Health & Well Being

What Is Kombucha And Why All The Fuss?

Every so often, a new food or drink that claims to improve your health, happiness, or what have you gets a lot of buzz, and while it’s taken kombucha nearly 15 years to gain mainstream popularity in the U.S., the tangy, fermented, tea-based drink has been popular in other parts of the world – notably China – since 221 BC.
Back then, it was referred to as “The Tea of Immortality”, and while it may offer a few health benefits, kombucha is not likely to extend your life or cure any major medical problem. Today, it’s popular with folks who are trying to cut down on soft drinks (although some brands contain a lot of sugar), people who are taking a break from alcohol (although kombucha can contain a very small amount; alcohol-free brands are available), and those hoping to improve their overall digestive health.


Health Benefits Of Kombucha

Kombucha is tea based and the many health benefits associated with drinking tea are well-documented:

  • Improved immunity
  • Reduced risk of stroke and heart attack
  • Improved digestion

The fermentation process used to create kombucha imbues the final product with probiotic benefits and may aid digestion by encouraging the diversity of healthy gut bacteria.


Can I Make My Own?

Kombucha can be expensive – top brands sell for around $4.00 per 16 oz. bottle – so many people try to make their own DIY kombucha at home. To get started, you’ll need a SCOBY which stands for Symbiotic Culture of Bacteria and Yeast. If you have a friend who makes kombucha, ask if they’d be willing to share their SCOBY. You can order a SCOBY online, or you can make your own from a combination of water; black tea (in bags); sugar; some unflavored, store-bought kombucha; and a lot of time and patience. Everything goes into a glass jar which is then covered and stored in a warm, dark place. It takes 4 weeks for the mixture to generate a jiggly, gelatinous disc at the top of the liquid. That’s your SCOBY. To make the actual kombucha, you brew more tea, add some “starter tea” and your SCOBY, cover and store undisturbed to let the mixture “culture”, then bottle so that the liquid ferments and fizzes.

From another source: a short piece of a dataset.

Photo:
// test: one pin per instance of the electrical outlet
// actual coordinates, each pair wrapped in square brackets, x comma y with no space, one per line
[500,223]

You can find recipes for starting a SCOBY and making kombucha online. Be sure to follow all instructions carefully. Remember, kombucha is made from bacteria, and not all bacteria is good for you. Contaminants like mold and fungus can get in the mix if you’re not careful. Starting with clean sterile jars, storing at the right temperature for the appropriate amount of time, and being vigilant for signs of mold or anything else that doesn’t look quite right, will help keep you out of trouble.

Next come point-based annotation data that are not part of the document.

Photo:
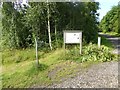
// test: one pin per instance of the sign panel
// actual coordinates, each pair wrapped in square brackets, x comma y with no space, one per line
[72,36]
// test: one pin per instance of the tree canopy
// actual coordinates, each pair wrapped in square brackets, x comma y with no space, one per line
[109,23]
[46,21]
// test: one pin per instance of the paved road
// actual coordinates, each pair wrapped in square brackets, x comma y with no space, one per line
[116,42]
[103,75]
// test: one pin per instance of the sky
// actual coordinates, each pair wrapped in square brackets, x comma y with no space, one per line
[105,6]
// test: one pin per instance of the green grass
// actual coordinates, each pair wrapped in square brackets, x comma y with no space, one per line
[19,68]
[106,42]
[111,33]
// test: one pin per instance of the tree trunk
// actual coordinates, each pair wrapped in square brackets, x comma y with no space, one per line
[48,12]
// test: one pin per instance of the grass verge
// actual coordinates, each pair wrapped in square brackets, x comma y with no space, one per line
[55,66]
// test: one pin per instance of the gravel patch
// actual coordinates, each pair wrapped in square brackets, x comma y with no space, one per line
[104,75]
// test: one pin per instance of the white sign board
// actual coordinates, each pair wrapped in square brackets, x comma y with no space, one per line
[73,36]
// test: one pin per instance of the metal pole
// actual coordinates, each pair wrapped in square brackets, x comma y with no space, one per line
[37,61]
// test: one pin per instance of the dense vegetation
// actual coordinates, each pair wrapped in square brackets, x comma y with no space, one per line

Alternatives And Complements To Kombucha

Kombucha is not everyone’s cup of tea, so to speak, and you may find the tangy, tart, vinegary drink is not to your liking. Fans of apple cider vinegar – a popular at home remedy for all sorts of ills – will probably enjoy the many refreshing, fruity flavors available. There are other drinks and foods that contribute to improved digestion that might be more palatable, including miso, a fermented soybean paste used in many Asian dishes – especially soup; kimchi, a spicy fermented cabbage concoction popular in Korean fare; and the more familiar sauerkraut, which is also fermented cabbage.

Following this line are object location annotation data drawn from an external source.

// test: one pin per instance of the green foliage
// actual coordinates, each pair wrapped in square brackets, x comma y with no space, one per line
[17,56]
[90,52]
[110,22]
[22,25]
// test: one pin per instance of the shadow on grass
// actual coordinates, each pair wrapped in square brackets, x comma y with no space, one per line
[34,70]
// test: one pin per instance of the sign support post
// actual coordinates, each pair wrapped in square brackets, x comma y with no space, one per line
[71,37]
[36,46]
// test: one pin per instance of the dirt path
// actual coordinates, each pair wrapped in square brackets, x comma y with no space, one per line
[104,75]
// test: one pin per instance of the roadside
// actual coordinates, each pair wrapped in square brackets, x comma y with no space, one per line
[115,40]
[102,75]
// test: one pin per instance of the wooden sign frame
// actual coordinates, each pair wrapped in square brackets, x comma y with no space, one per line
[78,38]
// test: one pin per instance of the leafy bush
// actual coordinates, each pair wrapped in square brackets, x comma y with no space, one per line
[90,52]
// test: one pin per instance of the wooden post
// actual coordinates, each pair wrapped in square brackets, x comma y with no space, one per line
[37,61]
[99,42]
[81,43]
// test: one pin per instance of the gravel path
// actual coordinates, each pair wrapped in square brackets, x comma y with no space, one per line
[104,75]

If you find you enjoy kombucha, you may want to try pairing it with food as you would with a glass of wine. Kombucha goes well with all kinds of food, but especially complements Asian dishes. As with wine pairing, there are a few simple guidelines to consider. You can go for contrast – pair a light bodied kombucha with a bold, spicy dish; pair similar flavors – matching a heavier, savory kombucha to a meat dish; or match the flavors in your drink and food – pairing a ginger kombucha with a gingery stir fry.


Some Final Tips

Try a lighter flavored brew first to test the waters, and move up to bolder flavors when you’re ready. Check the sugar content on the bottle; some brands of kombucha are loaded with sugar. And finally, while there’s no recommended daily allowance of kombucha, 12 ounces per day is probably plenty.

Store-bought kombucha is the best way to try this funky, fizzy drink. You’ll want to start slowly – remember, drinking kombucha will introduce new and more bacteria into your gut, and there’s always a possibility of some initial gastrointestinal upset. And a few final notes of caution – pregnant women are advised to steer clear of kombucha, as are those with certain chronic diseases. Be sure to ask your doctor if you have concerns or questions.